Some people will say that your student years are the best of your life. Whether there’s any truth in that or not, you can relive them at this first-class hotel in the heart of Oxford, designed with nods to notable alumni from the famous university.
The Randolph Hotel, right next to the Ashmolean Museum and Balliol College, has been around since the mid-nineteenth century, but was taken over and given a uni-style makeover in 2019 by a Chicago-based company that runs various other graduate-style hotels in the US and in Cambridge.
Theme-wise, they really go in for it: Oscar Wilde’s portrait looks over your bed as you sleep, Lewis Carroll-inspired lampshades take pride of place on bedside tables and large college crests hang in the stairwell. And while the gaudy, Victorian-style decor (OTT wallpaper, clashing curtains and carpet, the lot), might not be to everyone’s taste, there’s no denying that the attention to detail is impressive. There are even gimmicky key cards for the guest rooms, designed as the student IDs of celebrated alumni like Stephen Hawking and T.S. Eliot (we were half expecting to have to do an entrance exam at check-in).
The Alice, the main restaurant, is an ‘Alice and Wonderland’-themed affair, nodding to the author (and Oxford grad) Lewis Carroll. It comes complete with playful paintings of characters like the Cheshire Cat, sparkly chandeliers and Sketch-style pink seating, plus a stunning bar that looks like something out of ‘The Great Gatsby’. The menu focuses on contemporary British dishes, with a slant towards fish and beef – we recommend the whole plaice with samphire and brown shrimp butter, and the parmesan tart with pickled mushrooms for veggies.
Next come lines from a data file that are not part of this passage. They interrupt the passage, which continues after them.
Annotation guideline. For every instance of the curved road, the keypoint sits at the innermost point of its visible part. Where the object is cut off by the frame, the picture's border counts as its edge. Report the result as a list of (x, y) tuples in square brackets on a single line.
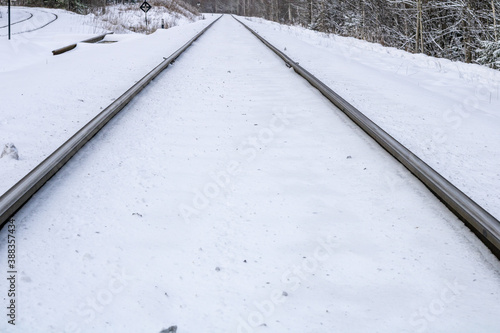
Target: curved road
[(38, 19)]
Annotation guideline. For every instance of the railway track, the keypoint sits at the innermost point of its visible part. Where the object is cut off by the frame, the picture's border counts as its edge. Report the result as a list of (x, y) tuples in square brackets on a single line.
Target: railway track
[(20, 21), (36, 25), (483, 224), (195, 118)]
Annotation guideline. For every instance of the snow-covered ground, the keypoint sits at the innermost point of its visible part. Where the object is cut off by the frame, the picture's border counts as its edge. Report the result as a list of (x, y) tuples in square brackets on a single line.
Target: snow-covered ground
[(44, 99), (231, 197), (448, 113)]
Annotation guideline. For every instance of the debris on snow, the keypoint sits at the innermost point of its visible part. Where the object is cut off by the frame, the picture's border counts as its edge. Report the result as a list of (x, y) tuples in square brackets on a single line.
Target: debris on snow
[(10, 150)]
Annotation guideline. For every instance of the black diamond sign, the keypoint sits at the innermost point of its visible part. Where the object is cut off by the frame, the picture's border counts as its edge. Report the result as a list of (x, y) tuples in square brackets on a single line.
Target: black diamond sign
[(145, 6)]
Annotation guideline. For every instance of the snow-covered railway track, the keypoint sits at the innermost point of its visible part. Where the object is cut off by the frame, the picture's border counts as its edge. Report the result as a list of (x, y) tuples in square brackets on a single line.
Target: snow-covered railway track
[(33, 23), (481, 222), (19, 194), (231, 196), (30, 15)]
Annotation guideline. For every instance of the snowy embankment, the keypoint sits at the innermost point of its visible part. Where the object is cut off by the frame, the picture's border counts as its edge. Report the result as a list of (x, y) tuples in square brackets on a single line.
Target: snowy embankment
[(44, 99), (448, 113)]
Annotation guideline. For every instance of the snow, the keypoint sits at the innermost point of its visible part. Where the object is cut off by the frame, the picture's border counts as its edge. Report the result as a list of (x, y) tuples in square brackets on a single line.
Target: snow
[(445, 112), (230, 196)]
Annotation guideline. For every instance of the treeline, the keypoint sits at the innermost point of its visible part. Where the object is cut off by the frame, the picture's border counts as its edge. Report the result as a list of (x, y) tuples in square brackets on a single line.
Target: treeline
[(86, 6), (465, 30)]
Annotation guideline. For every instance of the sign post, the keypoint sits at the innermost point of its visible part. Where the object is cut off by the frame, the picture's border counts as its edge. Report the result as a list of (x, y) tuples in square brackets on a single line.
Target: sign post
[(8, 18), (145, 7)]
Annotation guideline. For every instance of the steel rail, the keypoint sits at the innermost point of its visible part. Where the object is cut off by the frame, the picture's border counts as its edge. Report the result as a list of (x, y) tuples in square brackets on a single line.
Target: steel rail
[(482, 223), (12, 200)]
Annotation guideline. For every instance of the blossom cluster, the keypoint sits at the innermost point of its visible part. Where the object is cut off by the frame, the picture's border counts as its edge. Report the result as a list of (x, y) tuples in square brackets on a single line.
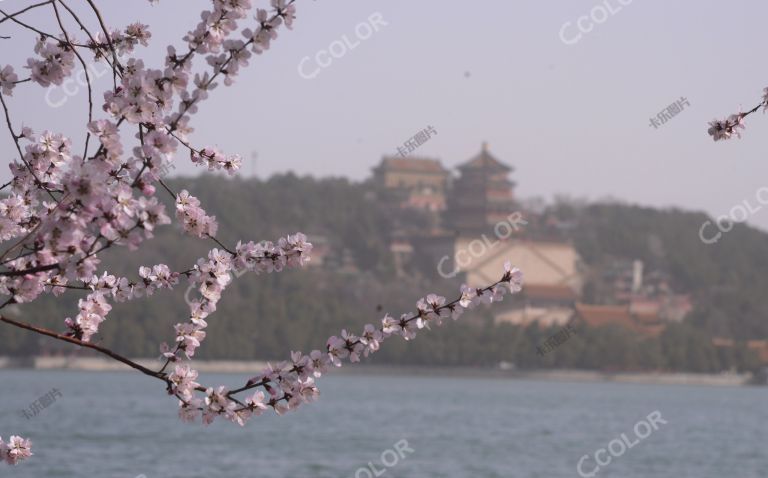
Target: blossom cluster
[(287, 385), (56, 62), (62, 210), (212, 275), (15, 451), (729, 127)]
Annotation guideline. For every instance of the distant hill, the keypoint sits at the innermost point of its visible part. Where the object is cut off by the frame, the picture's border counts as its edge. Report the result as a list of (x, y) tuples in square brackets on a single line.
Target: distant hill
[(267, 316)]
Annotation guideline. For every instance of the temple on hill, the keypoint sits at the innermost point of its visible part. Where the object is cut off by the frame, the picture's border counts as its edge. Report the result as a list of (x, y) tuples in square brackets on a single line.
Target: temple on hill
[(483, 194), (413, 183), (469, 233)]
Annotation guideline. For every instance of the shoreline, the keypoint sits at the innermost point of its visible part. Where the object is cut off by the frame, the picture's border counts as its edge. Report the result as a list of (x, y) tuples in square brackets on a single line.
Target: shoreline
[(97, 364)]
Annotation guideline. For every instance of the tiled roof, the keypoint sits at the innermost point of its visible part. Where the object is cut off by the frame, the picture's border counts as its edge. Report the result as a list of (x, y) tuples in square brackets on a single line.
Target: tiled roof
[(413, 164), (553, 292), (602, 315), (485, 160)]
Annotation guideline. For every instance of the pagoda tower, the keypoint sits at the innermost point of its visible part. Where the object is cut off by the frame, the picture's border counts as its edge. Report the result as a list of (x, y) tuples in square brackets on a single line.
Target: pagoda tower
[(482, 196)]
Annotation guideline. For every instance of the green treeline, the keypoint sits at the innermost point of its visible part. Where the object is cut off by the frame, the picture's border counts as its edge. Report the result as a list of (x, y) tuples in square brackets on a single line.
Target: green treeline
[(265, 317)]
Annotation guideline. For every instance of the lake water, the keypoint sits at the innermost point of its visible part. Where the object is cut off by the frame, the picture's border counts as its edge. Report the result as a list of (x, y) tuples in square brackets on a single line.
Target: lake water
[(121, 425)]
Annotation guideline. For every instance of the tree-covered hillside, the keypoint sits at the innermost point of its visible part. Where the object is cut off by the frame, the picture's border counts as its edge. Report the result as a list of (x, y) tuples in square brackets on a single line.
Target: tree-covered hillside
[(265, 317)]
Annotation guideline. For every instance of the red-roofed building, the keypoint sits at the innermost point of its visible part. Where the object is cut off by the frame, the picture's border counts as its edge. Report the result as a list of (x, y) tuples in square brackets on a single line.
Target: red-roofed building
[(483, 195), (603, 315), (413, 183)]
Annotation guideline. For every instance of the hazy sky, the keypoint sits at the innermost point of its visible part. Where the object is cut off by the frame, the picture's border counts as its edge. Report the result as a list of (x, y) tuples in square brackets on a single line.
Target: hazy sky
[(572, 119)]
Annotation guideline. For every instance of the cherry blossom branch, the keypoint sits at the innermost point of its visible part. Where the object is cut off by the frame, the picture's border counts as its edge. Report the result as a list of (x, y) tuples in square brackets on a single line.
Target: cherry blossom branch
[(729, 127)]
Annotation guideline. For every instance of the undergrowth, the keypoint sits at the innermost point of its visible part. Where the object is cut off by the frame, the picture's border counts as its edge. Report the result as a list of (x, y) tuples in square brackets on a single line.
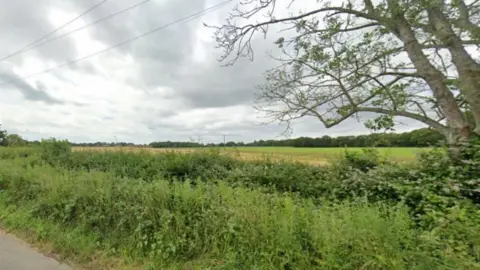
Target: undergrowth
[(204, 210)]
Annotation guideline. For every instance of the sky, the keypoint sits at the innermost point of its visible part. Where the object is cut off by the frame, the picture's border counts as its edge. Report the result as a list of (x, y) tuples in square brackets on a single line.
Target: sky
[(165, 86)]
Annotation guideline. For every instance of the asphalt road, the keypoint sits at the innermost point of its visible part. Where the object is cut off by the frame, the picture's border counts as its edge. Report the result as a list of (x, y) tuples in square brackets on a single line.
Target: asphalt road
[(18, 255)]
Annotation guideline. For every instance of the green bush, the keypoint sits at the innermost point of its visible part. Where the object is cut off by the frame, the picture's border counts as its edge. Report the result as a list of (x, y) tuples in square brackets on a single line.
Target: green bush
[(230, 228)]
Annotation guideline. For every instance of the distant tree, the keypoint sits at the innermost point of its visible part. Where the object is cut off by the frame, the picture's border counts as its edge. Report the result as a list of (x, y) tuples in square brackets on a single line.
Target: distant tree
[(14, 140), (406, 58), (3, 135)]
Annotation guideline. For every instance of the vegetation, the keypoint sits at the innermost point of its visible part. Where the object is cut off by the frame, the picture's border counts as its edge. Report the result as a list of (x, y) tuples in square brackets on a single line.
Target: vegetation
[(394, 58), (417, 138), (203, 210)]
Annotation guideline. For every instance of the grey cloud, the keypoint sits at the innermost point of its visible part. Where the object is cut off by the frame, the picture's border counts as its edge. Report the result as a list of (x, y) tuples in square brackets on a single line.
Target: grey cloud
[(29, 92)]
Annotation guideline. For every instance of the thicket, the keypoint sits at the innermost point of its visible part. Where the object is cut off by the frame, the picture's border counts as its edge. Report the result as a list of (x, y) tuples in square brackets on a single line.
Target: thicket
[(362, 212)]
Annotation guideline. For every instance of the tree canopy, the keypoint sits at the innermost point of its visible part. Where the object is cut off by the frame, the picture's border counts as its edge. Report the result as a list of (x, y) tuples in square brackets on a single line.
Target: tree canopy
[(395, 58)]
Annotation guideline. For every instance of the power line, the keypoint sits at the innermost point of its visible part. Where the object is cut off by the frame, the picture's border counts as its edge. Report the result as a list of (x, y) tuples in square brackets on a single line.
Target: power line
[(32, 45), (189, 17)]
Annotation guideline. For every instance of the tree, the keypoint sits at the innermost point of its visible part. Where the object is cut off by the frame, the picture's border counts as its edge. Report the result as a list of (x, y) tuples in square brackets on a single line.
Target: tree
[(407, 58), (3, 134), (14, 140)]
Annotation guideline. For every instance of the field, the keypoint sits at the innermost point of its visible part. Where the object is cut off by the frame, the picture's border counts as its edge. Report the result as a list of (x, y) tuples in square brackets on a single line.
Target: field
[(187, 209), (314, 156)]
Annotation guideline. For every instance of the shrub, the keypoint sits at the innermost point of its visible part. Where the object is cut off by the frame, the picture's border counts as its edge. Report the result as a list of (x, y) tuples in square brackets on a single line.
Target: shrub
[(230, 228)]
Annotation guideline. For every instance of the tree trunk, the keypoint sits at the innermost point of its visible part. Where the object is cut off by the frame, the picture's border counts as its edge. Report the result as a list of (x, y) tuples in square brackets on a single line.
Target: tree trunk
[(458, 126), (468, 69)]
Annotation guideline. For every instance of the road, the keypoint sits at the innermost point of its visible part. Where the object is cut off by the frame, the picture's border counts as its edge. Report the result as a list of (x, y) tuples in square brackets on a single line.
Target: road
[(18, 255)]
Once you get over all of the institutional pomp, the hotel itself is a stunning and convenient base for a weekend away. Just over an hour’s train ride from London, it’s slap-bang in the city centre, and very near all the historic attractions, pubs and restaurants. The front rooms look out over the gorgeous Neoclassical Ashmolean, while all of the public areas are airy, high-ceilinged and grandly furnished. Full marks.